Bunt, fantasiereich, turbulent, mit zahlreichen witzigen Pointen und absurden Elementen versehen, entwickeln sich die Handlungsverläufe der turbulenten Geschichte. Die fünf Sängerinnen und Sänger Kateryna Kasper, Hedwig Fassbender, Simon Bode, Holger Falk und Hans-Jürgen Lazar verkörpern dabei achtzehn unterschiedliche Rollen. Mit welcher Konsequenz und spontanen Spielfreude sie in diese schlüpfen und mit ganzer Hingabe auch musikalisch ausfüllen, verdient höchste Bewunderung.

Zwingend textdeutlich


Ein guter Schachzug war es, die Regieanweisungen von den Protagonisten vortragen zu lassen. So war es leicht, den verschachtelten Handlungssträngen zu folgen und Beziehungen zwischen den Abschnitten herzustellen. Zusätzlich unterstrichen wurde der Zusammenhang durch die musikalische Gestaltung der Gesangsparts. Eine wichtige Voraussetzung für das Verständnis des Stückes war die absolute Textdeutlichkeit, mit der die Sänger ihre Partien darzustellen hatten. Deshalb wurden alle Stimmen unaufdringlich elektronisch verstärkt.

Dienender und selbstbewusster Musikpart


Peter Eötvös komponierte die Musik mit viel Bedacht auf den Einsatz der Klangfarben. Schubartige Klänge, fein ziselierende Motivfragmente und punktgenau gesetzte Akzente unterstrichen den Sprachfluss. Das „ensemble modern“ musizierte unter der Leitung von Hartmut Keil mit solistisch besetzten Streichern, Holz- und Blechbläsern sowie einem großen Perkussionsapparat höchst professionell und exakt. Im Hinblick auf die Klangfarbenvielfalt schöpften die Musiker aus dem Vollen. So vielseitig im Einsatz und in der Kombination, versehen mit unzähligen spieltechnischen Feinheiten, habe ich selten eine Komposition erlebt. Bedeutend dabei war, dass Geräusch und Klang sehr stringent konzipiert waren und nie dem Selbstzweck dienend oder gar effekthaschend erklangen.

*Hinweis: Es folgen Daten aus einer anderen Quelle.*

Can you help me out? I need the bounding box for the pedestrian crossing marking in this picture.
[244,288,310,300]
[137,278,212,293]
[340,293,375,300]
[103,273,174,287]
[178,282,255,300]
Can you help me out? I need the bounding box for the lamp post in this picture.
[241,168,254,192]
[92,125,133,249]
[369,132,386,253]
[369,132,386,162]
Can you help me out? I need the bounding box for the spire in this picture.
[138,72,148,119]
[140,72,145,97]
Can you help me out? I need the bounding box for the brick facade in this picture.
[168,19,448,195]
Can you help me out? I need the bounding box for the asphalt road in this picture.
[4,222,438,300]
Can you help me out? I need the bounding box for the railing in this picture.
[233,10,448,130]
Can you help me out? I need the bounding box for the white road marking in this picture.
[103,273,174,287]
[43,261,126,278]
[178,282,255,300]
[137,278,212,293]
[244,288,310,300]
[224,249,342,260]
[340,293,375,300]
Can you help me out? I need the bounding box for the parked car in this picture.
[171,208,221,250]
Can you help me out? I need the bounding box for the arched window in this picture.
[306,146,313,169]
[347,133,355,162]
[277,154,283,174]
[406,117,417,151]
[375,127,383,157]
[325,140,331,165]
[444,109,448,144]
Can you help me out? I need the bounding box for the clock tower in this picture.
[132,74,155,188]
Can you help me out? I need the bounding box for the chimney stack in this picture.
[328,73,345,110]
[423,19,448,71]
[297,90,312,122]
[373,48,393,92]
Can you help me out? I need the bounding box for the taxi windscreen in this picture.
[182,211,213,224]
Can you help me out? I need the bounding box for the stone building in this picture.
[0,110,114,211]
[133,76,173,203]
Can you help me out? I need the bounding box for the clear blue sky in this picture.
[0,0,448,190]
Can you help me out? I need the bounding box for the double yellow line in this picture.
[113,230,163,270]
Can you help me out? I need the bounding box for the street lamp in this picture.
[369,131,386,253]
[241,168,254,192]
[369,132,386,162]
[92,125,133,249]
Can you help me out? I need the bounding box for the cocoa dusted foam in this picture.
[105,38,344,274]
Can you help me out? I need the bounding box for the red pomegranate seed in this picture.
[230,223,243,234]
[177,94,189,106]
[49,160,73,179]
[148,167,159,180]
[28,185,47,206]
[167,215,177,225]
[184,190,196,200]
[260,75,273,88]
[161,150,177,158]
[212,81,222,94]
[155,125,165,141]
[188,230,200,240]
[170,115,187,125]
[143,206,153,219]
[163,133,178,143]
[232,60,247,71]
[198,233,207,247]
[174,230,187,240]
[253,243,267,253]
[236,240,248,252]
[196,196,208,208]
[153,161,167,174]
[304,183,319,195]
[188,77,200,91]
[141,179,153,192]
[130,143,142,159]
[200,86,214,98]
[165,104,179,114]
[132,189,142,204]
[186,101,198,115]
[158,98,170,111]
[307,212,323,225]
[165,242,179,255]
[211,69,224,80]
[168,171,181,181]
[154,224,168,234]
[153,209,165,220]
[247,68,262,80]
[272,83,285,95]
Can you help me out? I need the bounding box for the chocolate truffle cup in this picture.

In einem langsamen Wandlungsprozess transformierte Peter Eötvös den musikalischen Fluss im Verlauf des Stückes. Zuerst standen geräuschhafte Mittel, illustrierende und akzentuierende Passagen im Vordergrund. Doch vor allem mit den Auftritten der Grille erhielt auch der melodische Anteil immer mehr Bedeutung. Schließlich mündete die Musik in einem fast oratorienhaften Zusammenwirken, chromatisch angelegte Instrumental- und Gesangslinien sowie irisierende Liegetöne veränderten den musikalischen Ausdrucksgehalt. Dies zielte zum großen Schlussmonolog der Sopranistin Kateryna Kasper, die mit ihrer klar geführten Stimme die Zuhörenden in ihren Bann zog.

Wiederaufführungen machen Sinn


Das Bühnenbild von Hermann Feuchter mit dem großen, dominierenden Drachen, dessen Farbe die emotionale Stimmung während des Stückes unterstrich, die Kostüme von Nicole Pleuler und die Klangregie von Norbert Ommer ergänzten den positiven Gesamteindruck.

Gut und legitim von den Bregenzer Festspielen war der „Einkauf“ dieses erfolgreichen Stückes aus Frankfurt, denn Koproduktionen und Wiederaufnahmen nutzen Synergien. In Verbindung mit eigenen Produktionen – Kompositionsaufträge an Thomas Larcher und Jesses Seglias wurden vergeben – macht die Wiederaufführung von andernorts erfolgreich präsentierten neuen Musiktheaterproduktionen bei den Bregenzer Festspielen Sinn.

 

Information
Die zweite Vorstellung am 21. August ist bereits ausverkauft.